Hampir tiap hari mereka, anak-anak muda, itu dengan setia menonton dan berdiskusi dengan para pembicara yang notabene adalah pembuat film-film yang diputar. Mereka merasa mendapat ilmu yang sangat bermanfaat bagi pengembangan keahlian yang mereka butuhkan sebagai calon pembuat film. “Selain teori yang canggih, kami juga mendapat petunjuk praktis yang pasti sudah teruji karena berasal dari pakarnya, “ kata Nisa, pembuat film ‘Langit Merah Bulan Juni’, mengutarakan kesannya bertemu dengan pembuat film professional seperti hartanto, Mualim M Sukethi, dan Johanes Aditya.
Sementara Agung Nugroho, aktivis petani dari Blabak, kabupaten Magelang, yang 2 kali datang menonton dan berdiskusi, mengatakan: “Saya memetik manfaat acara ini. Saya tergerak untuk membuat film bagi pemberdayaan petani.
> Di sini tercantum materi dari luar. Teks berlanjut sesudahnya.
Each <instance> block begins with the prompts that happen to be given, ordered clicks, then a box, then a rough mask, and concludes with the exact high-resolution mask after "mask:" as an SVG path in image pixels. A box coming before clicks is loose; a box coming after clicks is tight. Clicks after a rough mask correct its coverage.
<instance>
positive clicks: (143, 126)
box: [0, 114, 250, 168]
Dari sini saya belajar bagaimana memulainya “.
Selain pujian dan harapan yang muncul mengiringi acara pekan film ini, tentu ada juga kritik dan pendapat berbeda. Seperti kesan Sutanto Mendut dalam sambutannya. “Saya menyayangkan kenapa tak ada dari para film-maker ini yang tertarik mengangkat tragedy Merapi. Apa kurang dramatisnya ratusan ibu-ibu yang berlarian dari desa-desa di lereng Merapi, menyelamatkan diri dan keluarganya ke kota-kota yang dianggap aman, “ sindir penggerak budaya Magelangan itu.
Kaji Habib, perupa Magelang Art pop-pourri melihat indikasi ‘politisasi’ acara pecan film ini. “Acara ini sudah dipolitikkan, “ katanya mengomentari acara pembukaan yang sarat dengan nuansa gugatan dan keprihatinan terhadap masalah pasar Rejowinangun.
Mualim, penanggungjawab acara ini, dengan santai menjawab kritik itu. “Soal film tentang Merapi mungkin sudah ada yang membuat. Tapi proses membuat film kan tidak semudah membalik telapak tangan. Mungkin nanti akan muncul film-film itu. Kita tunggu saja….” Ujar Mualim, yang berniat membuat film tentang Merapi, tapi bukan letusan Merapi yang menurutnya sudah over-expose. Tapi tentang tragedy politik tahun 65 yang terjadi di desa lereng Merapi.
Sedangkan menjawab kritik Kaji habib, Mualim mengatakan: “kalau berpolitik diartikan secara partisan, atau ingin mengejar kekuasaan seperti layaknya politikus, tentu kami jauh dari interest semacam itu”. Menurut produser film dokumenter yang banyak bekerjasama dengan LSM itu, seniman berrpolitik tujuannya mempengaruhi elite politik agar melahirkan politik yang beretika, yang memihak kepentingan rakyat. “Kami hanya menghimbau agar elite politik kota Magelang lebih serius memperhatikan penderitaan pedagang pasar Rejowinangun. Tentu appeal itu kami sampaikan dengan bahasa kami, bahasa seni. Bukankah itu salah satu kewajiban seniman ‘menyuarakan realitas jamannya’, “ papar Mualim sembari mengutip penggalan sajak Rendra.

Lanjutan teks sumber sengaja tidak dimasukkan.